我在PyTorch中有以下用于文本分类的模型:
EMBEDDING_DIM = 32
NUM_CATS = 58
MAX_VOCAB_SIZE = 10000
SENTENCE_LENGTH = 32
class BOWTextClassifier(nn.Module):
def __init__(self, vocab_size = MAX_VOCAB_SIZE, sentence_length = SENTENCE_LENGTH, embedding_dim = EMBEDDING_DIM, num_categories = NUM_CATS):
super(BOWTextClassifier, self).__init__()
self.embeddings = nn.Embedding(vocab_size, embedding_dim)
self.linear1 = nn.Linear(sentence_length * embedding_dim, 128)
self.linear2 = nn.Linear(128, num_categories)
def forward(self, inputs):
embeds = self.embeddings(inputs).view((1, -1))
out = F.relu(self.linear1(embeds))
out = self.linear2(out)
log_probs = F.log_softmax(out, dim=1)
return log_probs
此外,我编写了以下Dataset类,该类提供给Dataloader来生成大小为4的批处理。

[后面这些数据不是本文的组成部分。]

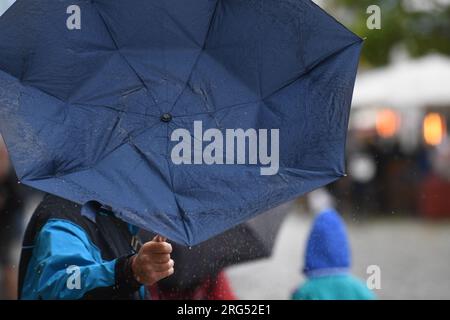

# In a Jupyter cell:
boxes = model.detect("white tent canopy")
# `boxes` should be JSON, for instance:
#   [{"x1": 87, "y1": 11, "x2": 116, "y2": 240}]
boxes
[{"x1": 353, "y1": 54, "x2": 450, "y2": 108}]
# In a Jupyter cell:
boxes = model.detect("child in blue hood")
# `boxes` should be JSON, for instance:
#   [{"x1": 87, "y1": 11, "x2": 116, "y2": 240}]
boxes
[{"x1": 292, "y1": 209, "x2": 375, "y2": 300}]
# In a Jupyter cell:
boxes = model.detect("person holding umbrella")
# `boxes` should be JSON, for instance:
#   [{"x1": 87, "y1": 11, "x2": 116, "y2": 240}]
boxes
[
  {"x1": 292, "y1": 189, "x2": 375, "y2": 300},
  {"x1": 19, "y1": 195, "x2": 174, "y2": 299}
]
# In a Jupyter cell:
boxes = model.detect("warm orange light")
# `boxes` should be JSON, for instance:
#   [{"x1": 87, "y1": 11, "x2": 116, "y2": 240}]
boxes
[
  {"x1": 423, "y1": 112, "x2": 447, "y2": 146},
  {"x1": 376, "y1": 109, "x2": 400, "y2": 138}
]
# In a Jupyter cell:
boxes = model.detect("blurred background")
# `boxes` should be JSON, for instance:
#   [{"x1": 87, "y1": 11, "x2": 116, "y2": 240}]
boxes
[{"x1": 0, "y1": 0, "x2": 450, "y2": 299}]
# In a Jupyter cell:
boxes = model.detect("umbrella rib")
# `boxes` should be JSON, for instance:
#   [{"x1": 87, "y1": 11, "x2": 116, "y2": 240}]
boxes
[
  {"x1": 165, "y1": 0, "x2": 221, "y2": 113},
  {"x1": 164, "y1": 126, "x2": 192, "y2": 243}
]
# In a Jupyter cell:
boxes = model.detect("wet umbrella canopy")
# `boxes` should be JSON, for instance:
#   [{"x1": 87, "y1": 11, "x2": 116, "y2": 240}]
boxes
[{"x1": 0, "y1": 0, "x2": 361, "y2": 245}]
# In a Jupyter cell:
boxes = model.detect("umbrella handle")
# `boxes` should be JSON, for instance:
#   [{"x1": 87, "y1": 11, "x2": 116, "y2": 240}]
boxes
[{"x1": 153, "y1": 235, "x2": 167, "y2": 242}]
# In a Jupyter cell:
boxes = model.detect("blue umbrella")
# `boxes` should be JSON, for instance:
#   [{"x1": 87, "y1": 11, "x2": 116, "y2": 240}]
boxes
[{"x1": 0, "y1": 0, "x2": 362, "y2": 245}]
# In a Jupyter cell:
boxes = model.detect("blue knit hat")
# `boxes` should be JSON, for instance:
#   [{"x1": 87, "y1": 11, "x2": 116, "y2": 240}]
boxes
[{"x1": 303, "y1": 209, "x2": 351, "y2": 277}]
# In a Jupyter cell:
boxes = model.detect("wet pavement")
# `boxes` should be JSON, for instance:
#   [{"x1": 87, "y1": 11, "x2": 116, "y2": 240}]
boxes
[{"x1": 227, "y1": 211, "x2": 450, "y2": 299}]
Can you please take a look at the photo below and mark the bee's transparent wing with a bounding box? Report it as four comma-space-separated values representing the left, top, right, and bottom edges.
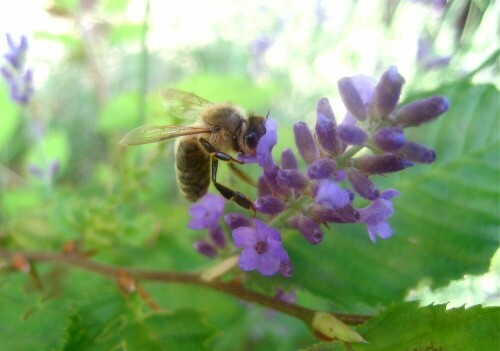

class Dataset(data.Dataset):
def __init__(self, texts, labels):
self.labels = labels
self.texts = texts
def __len__(self):
return len(self.labels)
def __getitem__(self, index):
# Load data and get label
X = torch.tensor(self.texts[index])
y = torch.tensor(self.labels[index])
return X, y
training_set = Dataset(texts, cats)
training_generator = data.DataLoader(training_set, batch_size = 4, shuffle = False)
但是,当我尝试使用以下代码训练模型时,出现size mismatch, m1: [1 x 4096], m2: [1024 x 128]
错误。
loss_function = nn.NLLLoss()
model = BOWTextClassifier()
optimizer = optim.SGD(model.parameters(), lr=0.001)
for epoch in range(5):
for batch_x, batch_y in training_generator:
optimizer.zero_grad()
log_probs = model(batch_x)
loss = loss_function(log_probs, batch_y)
loss.backward()
optimizer.step()
print(loss)
我的texts
列表包含500个32个数字的列表,而我的cats
列表包含500个数字。
我的直觉是,嵌入层以某种方式使输入批次变平,导致输出的大小为4096,而不是1024。但是,我不知道如何解决此问题。